Ed Pavlić ist Professor für englische Literatur und afroamerikanische Studien an der Universität von Indiana und Autor von „Who can afford to Improvise“, einem bahnbrechenden Buch über James Baldwins Texte und schwarze Musik. Für Baldwin, erklärt er, seien nicht nur Bessie Smith’ Texte und Sprache wichtig gewesen, sondern mehr noch der Ton ihrer Stimme, ihr Rhythmus und die Emotionalität ihres Blues, sozusagen ihre lyrische Tradition:
Ich spreche hier nicht von einer rein poetischen Tradition. Ich spreche von einer bestimmten Qualität der Sprache, einer bestimmten Qualität des Ausdrucks. In der schwarzen lyrischen Tradition wird musikalisch eine Menge Bedeutung, eine Menge Inhalt übertragen. Schwarze Sprache und schwarzer Gesang, sogar schwarze Instrumente haben klangliche Qualitäten, die Informationen, Bedeutungen und Erfahrungen vermitteln, die sich nicht auf die Bedeutung englischer Wörter reduzieren lassen.

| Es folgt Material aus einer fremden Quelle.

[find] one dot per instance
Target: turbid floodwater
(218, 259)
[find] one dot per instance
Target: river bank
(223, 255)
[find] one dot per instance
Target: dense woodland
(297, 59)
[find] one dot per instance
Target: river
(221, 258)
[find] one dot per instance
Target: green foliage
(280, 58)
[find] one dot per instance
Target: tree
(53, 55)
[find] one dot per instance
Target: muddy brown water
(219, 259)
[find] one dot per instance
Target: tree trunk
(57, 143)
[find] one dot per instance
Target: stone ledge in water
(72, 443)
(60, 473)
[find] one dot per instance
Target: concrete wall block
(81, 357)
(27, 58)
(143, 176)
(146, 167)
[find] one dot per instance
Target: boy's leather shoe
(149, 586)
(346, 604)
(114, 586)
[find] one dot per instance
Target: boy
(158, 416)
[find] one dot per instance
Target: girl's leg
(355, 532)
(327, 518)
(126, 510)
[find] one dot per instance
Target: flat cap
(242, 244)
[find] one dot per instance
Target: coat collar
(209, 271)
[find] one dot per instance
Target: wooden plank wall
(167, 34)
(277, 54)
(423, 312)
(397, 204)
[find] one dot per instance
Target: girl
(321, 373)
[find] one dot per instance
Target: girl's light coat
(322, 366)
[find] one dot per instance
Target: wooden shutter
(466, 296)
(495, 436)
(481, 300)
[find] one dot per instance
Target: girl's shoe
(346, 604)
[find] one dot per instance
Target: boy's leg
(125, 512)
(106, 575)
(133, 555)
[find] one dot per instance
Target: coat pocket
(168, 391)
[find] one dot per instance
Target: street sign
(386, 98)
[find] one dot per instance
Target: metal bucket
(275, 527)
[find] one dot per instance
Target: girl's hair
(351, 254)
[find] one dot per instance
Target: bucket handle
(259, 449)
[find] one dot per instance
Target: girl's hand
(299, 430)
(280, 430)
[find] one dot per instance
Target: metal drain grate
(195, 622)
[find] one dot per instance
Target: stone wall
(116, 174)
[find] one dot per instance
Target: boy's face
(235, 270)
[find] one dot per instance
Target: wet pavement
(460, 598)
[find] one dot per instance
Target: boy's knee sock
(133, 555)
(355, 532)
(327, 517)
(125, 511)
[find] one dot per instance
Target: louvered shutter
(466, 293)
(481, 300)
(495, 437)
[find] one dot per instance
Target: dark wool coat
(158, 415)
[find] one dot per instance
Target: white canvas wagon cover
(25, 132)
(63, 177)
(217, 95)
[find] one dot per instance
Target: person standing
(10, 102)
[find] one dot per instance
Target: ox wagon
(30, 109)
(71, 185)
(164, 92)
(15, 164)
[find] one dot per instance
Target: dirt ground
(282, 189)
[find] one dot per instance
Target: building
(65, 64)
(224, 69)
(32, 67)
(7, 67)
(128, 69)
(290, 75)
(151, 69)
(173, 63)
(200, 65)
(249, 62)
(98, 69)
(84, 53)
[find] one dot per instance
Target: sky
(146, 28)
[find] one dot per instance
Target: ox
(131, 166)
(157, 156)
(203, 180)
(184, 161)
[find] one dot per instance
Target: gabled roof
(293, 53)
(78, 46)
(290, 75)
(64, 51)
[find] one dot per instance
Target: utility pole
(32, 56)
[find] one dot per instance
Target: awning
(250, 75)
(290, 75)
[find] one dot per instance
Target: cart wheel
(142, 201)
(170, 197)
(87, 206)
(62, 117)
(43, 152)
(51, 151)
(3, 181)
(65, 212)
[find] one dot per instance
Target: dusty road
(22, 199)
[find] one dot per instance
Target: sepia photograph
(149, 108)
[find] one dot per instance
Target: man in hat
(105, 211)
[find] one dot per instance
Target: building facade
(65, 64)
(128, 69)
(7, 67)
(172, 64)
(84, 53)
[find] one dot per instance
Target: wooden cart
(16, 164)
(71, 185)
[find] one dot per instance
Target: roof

Im Grunde, so sagt Pavlić, funktioniert die lyrische Sprache des Blues wie eine Geheimsprache, eine subversive musikalische Tradition, die über die historische Erfahrung schwarzer Menschen in den USA Zeugnis ablegt und zwar in einer Umgebung, die den schwarzen Menschen keine eigene Geschichtsschreibung zubilligt.
Baldwin war der Meinung, dass schwarze Musik Dinge über das Schwarz-Sein in den Vereinigten Staaten durch die Geschichte geschmuggelt hat, die nie als solche in die Geschichte eingegangen sind – die in der Musik durch die bloße Klangqualität der Aussagen von Musikerinnen und Musikern, Sängerinnen und sogar Sprechern heimlich weitergegeben wurden.
Für Baldwin war der Blues allerdings nicht nur Ausdruck schmerzlicher Erfahrungen, sondern gleichzeitig auch von Mut, diesen Schmerz zu artikulieren und damit dem Hörer eine geradezu heroische Erfahrung des Überlebens, von Freude und Stolz zu vermitteln: Der Blues als Überlebensstratgie eines immer wieder neu erlebten Traumas.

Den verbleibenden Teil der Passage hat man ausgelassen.